Herr Ruf, wie wurden Sie zum Erfinder?

Harry Ruf: Ich habe schon immer gern getüftelt. Anregungen geben mir alltägliche Dinge, die nicht optimal funktionieren. Dann versuche ich, sie zu verbessern. So habe ich mich darüber geärgert, dass Kabel beim Aufrollen auf eine Trommel häufig herausspringen – und eine Technik entwickelt, die das verhindert.

Sie haben sich mehrmals beim Artur Fischer Erfinderpreis beworben. Mit welchem Ergebnis?

Seit 2005 war ich dreimal dabei. In der Wertung der Jury kam ich zweimal auf den vierten und einmal auf den sechsten Platz – und bekam Anerkennung für meine Ideen. Für einen Preis als einer der drei Besten hat es aber nie gereicht.

Sind Sie enttäuscht darüber?

Nein, denn etwas anderes ist viel wichtiger: Etliche meiner Erfindungen sind erfolgreich am Markt. Das haben viele andere Erfinder nicht geschafft.

Woran liegt das?

Manche Erfindungen sind zu kompliziert. Das macht den Aufwand groß, die Produkte teuer – und erschwert die Vermarktung. Ich fokussiere mich auf einfache, aber wirkungsvolle Dinge.

Womit sind Sie besonders erfolgreich?

Zum einen mit der Technik zum Aufwickeln von Schläuchen. Zum anderen mit einer An- und Ausziehhilfe für medizinische Kompressionsstrümpfe, die bei Venenerkrankungen wie Krampfadern, Thrombosen oder Entzündungen Anwendung finden.

Was ist daran neu?

Die Besonderheit ist, dass das von mir entwickelte Gerät beides kann: die Strümpfe an- und wieder ausziehen. Das ist vor allem für ältere Menschen kaum allein zu bewältigen. Viele brauchen dabei die Unterstützung durch einen Pflegedienst. Mit meiner Erfindung muss man das Bein – anders als bei anderen Produkten – zum Ausziehen nicht nach oben bewegen, sondern kann die Strümpfe horizontal nach hinten ausziehen. Das gelingt auch Menschen, die nicht so beweglich sind.

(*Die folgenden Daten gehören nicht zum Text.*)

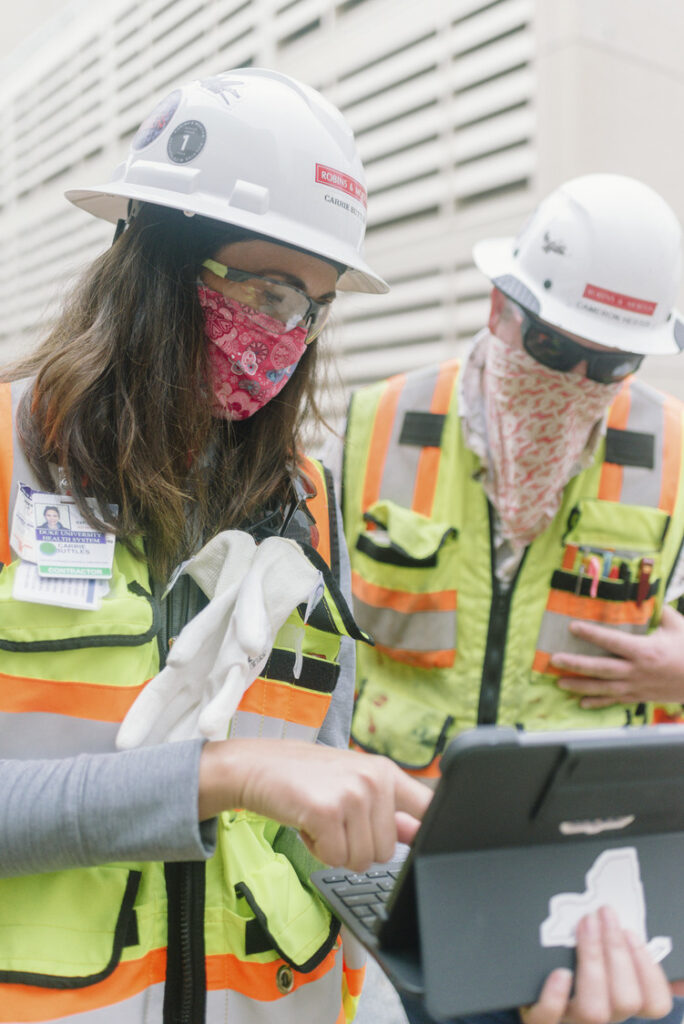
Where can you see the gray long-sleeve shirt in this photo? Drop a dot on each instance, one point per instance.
(134, 805)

Wie kamen Sie auf diese Idee?

Im Prinzip war es eine „Auftragsarbeit“ für meine Schwiegermutter. Die trägt seit Jahren Kompressionsstrümpfe. Beim An- und Ausziehen hatte ihr stets mein Schwiegervater geholfen. Als er wegen einer Hüftoperation für einige Zeit ins Krankenhaus musste, bat mich meine Schwiegermutter, ein einfaches Hilfsmittel zu entwickeln. Das habe ich getan.

Wie ging es dann weiter?

Erst habe ich meine Erfindung zum Patent angemeldet, dann führte ich sie in einem Sanitätshaus vor. Dort war man begeistert und empfahl mir, Kontakt zu einer Firma aufzunehmen, die sich auf medizinische Kompressionsstrümpfe spezialisiert hat. Die Vorstellung meiner Erfindung dort war ein Volltreffer. Nun vertreibt die Firma mein Produkt.

Hat Ihnen die Teilnahme am Artur Fischer Erfinderpreis geholfen?

Die Anerkennung durch die Jury war sehr hilfreich. Zum einen hat sie mir bestätigt, dass ich ein gutes und nützliches Produkt entwickelt hatte. Zum anderen ist es ein Gütesiegel und ein Riesenvorteil bei der Vermarktung.

Haben Sie schon neue Ideen?

Mir kommen ständig neue Ideen, was sich verbessern ließe – etwa beim Zahnarzt oder beim Anleinen von Hunden. Ich tüftle an vielen Lösungen, aber mehr will ich nicht verraten.

Interview: Rolf Metzger. Foto: Daniel Dürbeck.


 

Zur Person

Harry Ruf aus Dormettingen im Zollernalbkreis war dreimal beim Artur Fischer Erfinderpreis dabei. Unter die prämierten ersten drei Plätze hat es der leidenschaftliche Tüftler zwar nie geschafft, doch mit manchen seiner Erfindungen ist der gelernte CNC-Programmierer – ein Experte für computergestützte Maschinensteuerung – inzwischen sehr erfolgreich. Ein Beispiel ist eine leicht handhabbare An- und Ausziehhilfe für Kompressionsstrümpfe.